Puzzle? I think he is a normal man with emotions and a moral compass of some kind. Many immoral people would STFU and tacitly support the status quo, but I think Musk is better that that, despite the hate that he gets.
He visited because he was called out for openly supporting complete psychos like Louis farakan. His advertisers increasingly wanted to disassociate with people like that so he was doing damage control.
I would say that those going around brandishing the titles of Nazi and antisemitic as cudgel to use on their ideological opponents are more likely to be the ones who have changed stances.
And I say this as someone who has disliked Musk since his comments during the cave rescue.
Elon Musk has a lot to learn about driving a media company. Remember when he was going around saying "we're building the most advanced factory in the world, people have no idea" and then he spent a year sleeping on the factory floor to fix the mess he created? Same thing.
yes and this is likely twitter overcompensating after that fallout.
Basically what this show is that firing your entire moderation team leads to inconsistent moderation as modern automation simply isn't up to the task of dealing with high-emotion topics.
I thought Gizmodo was on the team ranting against X having "free speech." But now that something went wrong with it, they are on the pro "free speech" side?
We need a stronger word than hypocrite. Though, I shouldn't be surprised - G/O Media (who owns Gizmodo, Jezebel, Kotaku) is well known for being peddlers of poppycock.
They're pointing out Musk's hypocrisy after repeatedly claiming himself to be a "free speech absolutionist". If someone hurts his feelings or calls out his BS he bans or blocks them. Very thin skinned and sensitive, desperate for attention and likes. I'm not even on Twitter and I've heard of this.
You are confusing absolute free speech and free speech.
Musk asserts that he subscribes to absolute free speech, but continuously shows that he most definitely does not, usually through being a thin skinned snowflake.
There are numerous tweets and clips of musk himself stating he is a free speech absolutist.
This whole “within the confines of the law” only came out after he bought twitter and after advertisers left the platform out of fear of absolutist free speech.
I thought the argument by those for censorship was in this order:
1. You have no right to hate speak.
2. Companies don't have to give you a platform.
3. It's not censorship unless the government is doing it!
4. Muh freez peach
I guess we are now trying to walk back our previous declarations by saying that "Free Speech" and "Absolute Free Speech" are distinct things.
How about instead we learn that if we censor and silence critics that the same tactics will be used by the other side, and a civilized society this does not make.
you have the right to hate speak. Hate speak all you like!
>2. Companies don't have to give you a platform.
they dont!
> 3. It's not censorship unless the government is doing it!
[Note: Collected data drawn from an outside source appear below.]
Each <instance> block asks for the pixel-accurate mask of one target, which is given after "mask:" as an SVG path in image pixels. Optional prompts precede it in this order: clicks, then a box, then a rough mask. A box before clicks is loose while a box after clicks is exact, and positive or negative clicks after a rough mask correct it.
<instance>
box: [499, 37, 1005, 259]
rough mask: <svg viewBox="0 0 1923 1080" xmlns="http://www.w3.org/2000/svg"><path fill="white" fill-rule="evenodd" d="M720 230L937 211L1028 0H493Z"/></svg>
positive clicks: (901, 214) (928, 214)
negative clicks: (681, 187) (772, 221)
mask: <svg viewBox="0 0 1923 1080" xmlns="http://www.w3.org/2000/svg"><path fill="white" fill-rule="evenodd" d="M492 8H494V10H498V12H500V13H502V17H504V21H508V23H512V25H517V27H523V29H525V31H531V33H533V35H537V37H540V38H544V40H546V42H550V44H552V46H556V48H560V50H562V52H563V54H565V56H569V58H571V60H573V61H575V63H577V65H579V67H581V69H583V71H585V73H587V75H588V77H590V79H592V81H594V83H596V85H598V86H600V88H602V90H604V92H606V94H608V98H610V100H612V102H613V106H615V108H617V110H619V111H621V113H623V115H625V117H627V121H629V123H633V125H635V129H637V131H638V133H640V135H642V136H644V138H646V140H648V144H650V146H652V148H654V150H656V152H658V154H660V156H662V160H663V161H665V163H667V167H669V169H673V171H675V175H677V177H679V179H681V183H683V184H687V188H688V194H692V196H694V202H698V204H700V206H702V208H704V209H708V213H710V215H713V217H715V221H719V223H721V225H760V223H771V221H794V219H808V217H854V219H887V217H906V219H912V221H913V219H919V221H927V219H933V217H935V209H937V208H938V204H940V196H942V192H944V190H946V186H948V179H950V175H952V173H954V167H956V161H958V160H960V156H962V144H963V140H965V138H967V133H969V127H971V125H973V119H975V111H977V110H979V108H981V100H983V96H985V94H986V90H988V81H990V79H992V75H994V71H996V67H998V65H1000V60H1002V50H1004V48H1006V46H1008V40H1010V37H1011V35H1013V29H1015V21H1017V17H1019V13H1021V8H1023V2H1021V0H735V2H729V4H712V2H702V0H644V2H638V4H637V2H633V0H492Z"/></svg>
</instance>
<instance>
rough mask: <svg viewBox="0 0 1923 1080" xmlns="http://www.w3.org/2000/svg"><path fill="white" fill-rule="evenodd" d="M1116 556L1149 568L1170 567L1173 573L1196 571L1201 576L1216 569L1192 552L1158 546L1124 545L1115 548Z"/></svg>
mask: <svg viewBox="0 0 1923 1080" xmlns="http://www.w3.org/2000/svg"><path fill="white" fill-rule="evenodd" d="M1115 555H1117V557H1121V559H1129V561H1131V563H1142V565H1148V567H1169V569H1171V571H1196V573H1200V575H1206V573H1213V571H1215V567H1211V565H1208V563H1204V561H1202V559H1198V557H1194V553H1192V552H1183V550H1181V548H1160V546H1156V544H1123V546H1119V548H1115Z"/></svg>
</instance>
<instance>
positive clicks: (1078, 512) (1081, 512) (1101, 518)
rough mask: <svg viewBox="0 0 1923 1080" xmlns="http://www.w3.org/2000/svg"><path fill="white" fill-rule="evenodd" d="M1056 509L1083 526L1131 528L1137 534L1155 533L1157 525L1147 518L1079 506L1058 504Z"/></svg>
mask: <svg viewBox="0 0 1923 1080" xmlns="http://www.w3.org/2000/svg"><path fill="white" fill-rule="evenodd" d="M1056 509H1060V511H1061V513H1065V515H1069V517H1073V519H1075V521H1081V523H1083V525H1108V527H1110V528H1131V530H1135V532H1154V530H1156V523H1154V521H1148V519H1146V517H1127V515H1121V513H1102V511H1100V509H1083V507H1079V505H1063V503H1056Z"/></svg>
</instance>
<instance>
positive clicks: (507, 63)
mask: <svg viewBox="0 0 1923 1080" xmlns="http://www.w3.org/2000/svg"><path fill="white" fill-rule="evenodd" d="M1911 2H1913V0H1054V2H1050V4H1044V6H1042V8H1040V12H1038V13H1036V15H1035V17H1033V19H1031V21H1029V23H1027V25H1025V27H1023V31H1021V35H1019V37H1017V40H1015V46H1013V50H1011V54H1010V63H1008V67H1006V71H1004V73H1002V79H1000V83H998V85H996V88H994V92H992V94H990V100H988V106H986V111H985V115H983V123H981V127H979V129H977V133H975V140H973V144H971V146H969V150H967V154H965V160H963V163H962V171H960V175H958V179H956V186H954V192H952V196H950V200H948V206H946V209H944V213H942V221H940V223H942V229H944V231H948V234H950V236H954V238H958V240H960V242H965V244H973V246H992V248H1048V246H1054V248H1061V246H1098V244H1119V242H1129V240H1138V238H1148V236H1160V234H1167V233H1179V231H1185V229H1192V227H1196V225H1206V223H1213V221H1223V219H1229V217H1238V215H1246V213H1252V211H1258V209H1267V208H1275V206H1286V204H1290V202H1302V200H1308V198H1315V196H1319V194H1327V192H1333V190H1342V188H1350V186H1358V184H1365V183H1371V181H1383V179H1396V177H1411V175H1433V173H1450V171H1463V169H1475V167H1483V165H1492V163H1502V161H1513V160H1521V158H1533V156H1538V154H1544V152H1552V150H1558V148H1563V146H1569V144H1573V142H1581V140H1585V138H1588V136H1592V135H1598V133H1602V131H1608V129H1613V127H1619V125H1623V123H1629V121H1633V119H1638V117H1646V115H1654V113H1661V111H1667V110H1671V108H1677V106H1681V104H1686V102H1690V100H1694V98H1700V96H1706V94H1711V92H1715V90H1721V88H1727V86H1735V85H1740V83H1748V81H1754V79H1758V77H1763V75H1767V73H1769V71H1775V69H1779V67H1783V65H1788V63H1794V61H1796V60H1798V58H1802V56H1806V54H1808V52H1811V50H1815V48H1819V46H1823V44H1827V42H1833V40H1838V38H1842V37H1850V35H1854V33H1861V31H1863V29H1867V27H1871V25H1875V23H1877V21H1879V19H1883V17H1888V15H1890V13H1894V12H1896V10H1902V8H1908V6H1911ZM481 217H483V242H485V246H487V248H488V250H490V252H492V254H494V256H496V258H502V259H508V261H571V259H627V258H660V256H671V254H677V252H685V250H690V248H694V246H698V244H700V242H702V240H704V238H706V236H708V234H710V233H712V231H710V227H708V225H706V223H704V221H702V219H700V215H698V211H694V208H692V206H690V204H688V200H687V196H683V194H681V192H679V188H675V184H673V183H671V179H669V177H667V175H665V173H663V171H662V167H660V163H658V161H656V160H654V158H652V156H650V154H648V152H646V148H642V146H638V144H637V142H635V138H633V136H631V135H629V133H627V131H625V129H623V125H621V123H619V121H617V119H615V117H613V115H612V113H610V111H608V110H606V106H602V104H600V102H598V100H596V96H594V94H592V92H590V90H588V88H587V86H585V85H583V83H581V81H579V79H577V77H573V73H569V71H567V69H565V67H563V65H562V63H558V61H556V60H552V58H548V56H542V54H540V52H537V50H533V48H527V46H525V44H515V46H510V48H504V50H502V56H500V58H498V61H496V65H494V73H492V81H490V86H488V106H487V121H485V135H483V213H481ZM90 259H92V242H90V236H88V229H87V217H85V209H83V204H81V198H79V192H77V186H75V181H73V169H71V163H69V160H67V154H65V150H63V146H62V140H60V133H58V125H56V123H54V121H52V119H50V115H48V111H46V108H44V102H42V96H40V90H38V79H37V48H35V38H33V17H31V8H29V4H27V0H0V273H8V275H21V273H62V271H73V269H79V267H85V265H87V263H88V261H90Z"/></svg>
you can use the word "censorship" anywhere, it's just if you are going to claim First Amendment rights, then only the government is involved there.
> How about instead we learn that if we censor and silence critics that the same tactics will be used by the other side, and a civilized society this does not make.
In order for me to lose this game, I would have to be opposed to the speech of the above groups that you just listed.
I am all for their speech as well as speech by anti-vaxers, alt-right, conservative christians.
The problem is that we have many here that don't want to accept that the opposite of speech is not silence but is in fact more speech.
I would also not call myself a "free speech absolutist", I believe there should be no restrictions on the discussion of ideas but would be against the ability of anyone being able to slander and libel others.
I quite honestly think that our slander and libel laws are too permissive. If I were to take your picture and publish it on social media with an accusation, that would make you a "public person" who then has no recourse to any damage that I have caused.